Malformed Packet Causes Cisco Router DoS

MoreBeer writes "Patch 'em if you've got 'em... Cisco Security Advisory: Cisco IOS Malformed OSPF Packet Causes Reload states that a malformed OSPF packet can cause a router 'reload' (reboot). Vulnerable IOS versions include 12.0S, 12.2, and 12.3 ... If you're not screening OSPF at your perimeter and using OSPF Authentication, now would be a GREAT time to start."

Setup OSPF

[BoldAC]

I notice that Cisco isn't displaying this on their front page. It seems like they should be screaming for everybody to fix the problem.

Quick walkthrough that I usually reference:
Easy example how to setup OSPF Authentication

AC

Re:Setup OSPF

[w1r3sp33d]

That would be the same front page that they didn't address the IOS source theft on for several days???

I admit

[tomee]

I had to look it up. OSPF

Only IOS devices RUNNING OSPF are vulnerable

[w1r3sp33d]

That rules out most routers, and most switches. If you have followed best practices in your deployment, no internet edge device should be running OSPF so that shouldn't be a consideration, basically it should boil down to who within the company is trying to crash your routers?

What a great time to post a link to www.routergod.com! Here are the two parts of Seven of Nine's lecture on OSPF:

http://www.routergod.com/sevenofnine/

http://www.routergod.com/sevenofnine/ospf_part_2.h tml

It's your own damn fault

[JakiChan]

To be honest, if this causes trouble for you then it's your own damn fault. If you accept OSPF packets from the Internet and/or you're not doing OSPF authentication then you deserve to be pwned.

1. Don't use an IGP on an exterior interface.
2. Don't send out routing updates on subnets/interfaces that don't need it. (For those of you with L3 switches that means using the passive-interface command on your vlans.)
3. If your routing protocol offers an authentication option then use it.

I used to think these things were obvious. Then I started interviewing other "senior" network engineers and realized they may not be...

(BTW, kiddies, if you say you're a "senior network engineer" and you say that you know OSPF and I ask you if OSPF uses multicast or unicast and when does it use it/them then you had better be able to answer the question...)

Re:OpenBSD

[Understudy]

T1 cards are readily avaliable in PCI form

OpenBSD at work

Here is one example That uses 802.1Q VLANS.

# Empire Net (now known as My180.net)
An ISP in Bend, Oregon, uses OpenBSD on AMD, Intel, and Sun based hardware, for routing, firewalling, IPsec (VPN), bandwidth limiting, web hosting, database servers, network monitoring, intrusion detection, mail servers, backup servers, cache servers, and workstations. One of their OpenBSD routers handles traffic on between a T3 and eight fast ethernet ports, also with several 802.1Q VLANs to separate networks for co-location customers and business park tenants. An OpenBSD mail server handles e-mail storage/retrieval and RADIUS authentication for over 5,000 users.

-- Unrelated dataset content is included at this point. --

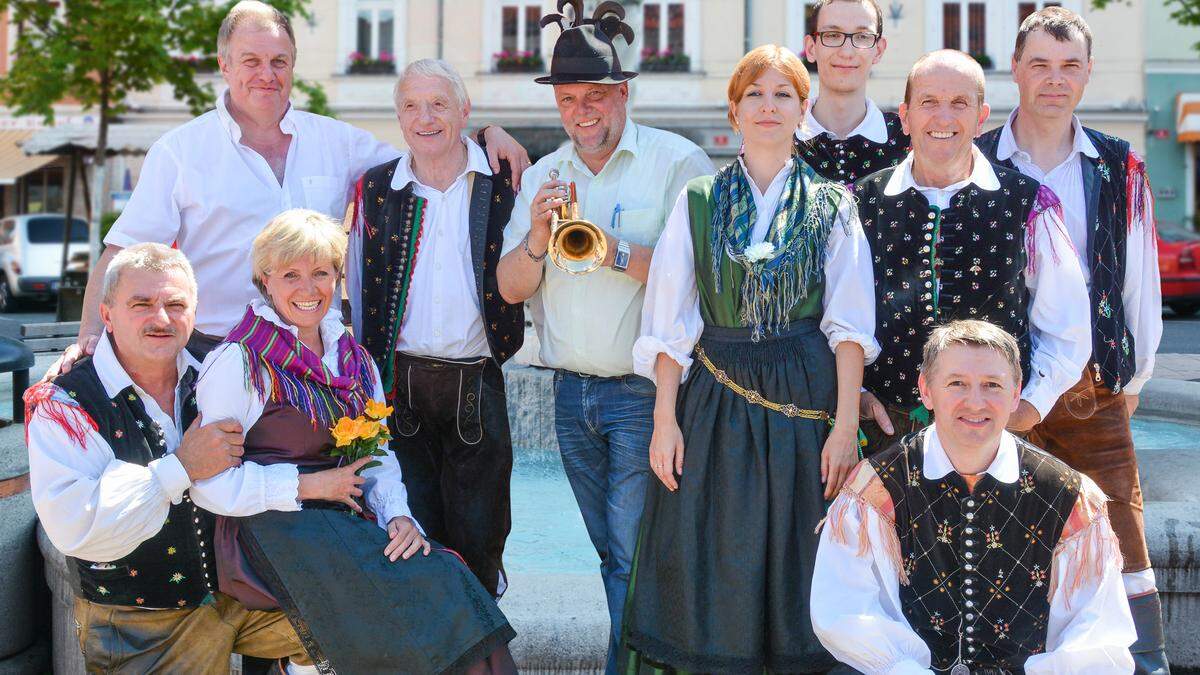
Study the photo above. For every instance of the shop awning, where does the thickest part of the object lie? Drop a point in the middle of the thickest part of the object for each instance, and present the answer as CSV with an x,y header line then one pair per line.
x,y
13,160
1187,124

Several OpenBSD web servers each handle over 300 web sites.

The Frame Relay over ATM (FROATM) is supported and this card works with OpenBSD. From the website:
Sangoma's T1/E1 WAN cards have PCI bus interfaces and incorporate an integrated combination T1 and E1 DSU/CSU for a direct connection between the client's server and the demarc. The cards support major protocols including ATM, Frame Relay, PPP, HDLC and X.25 under all popular operating systems including Linux, Windows, FreeBSD, OpenBSD, Unix and Sun Solaris.

You can look at the OpenBSD hardware list for more information.

Currently Asterik (a VOIP system)is being ported to FreeBSD and OpenBSD. I am not sure if those are complete yet or not but, that can work in coordination with your Voice over ATM (VOATM) and Voice over Frame Relay (VOFR). I realize that VOFR/VOATM is not VOIP but the system is being designed with that support in mind.

I realize this may not answer all your points but it will help.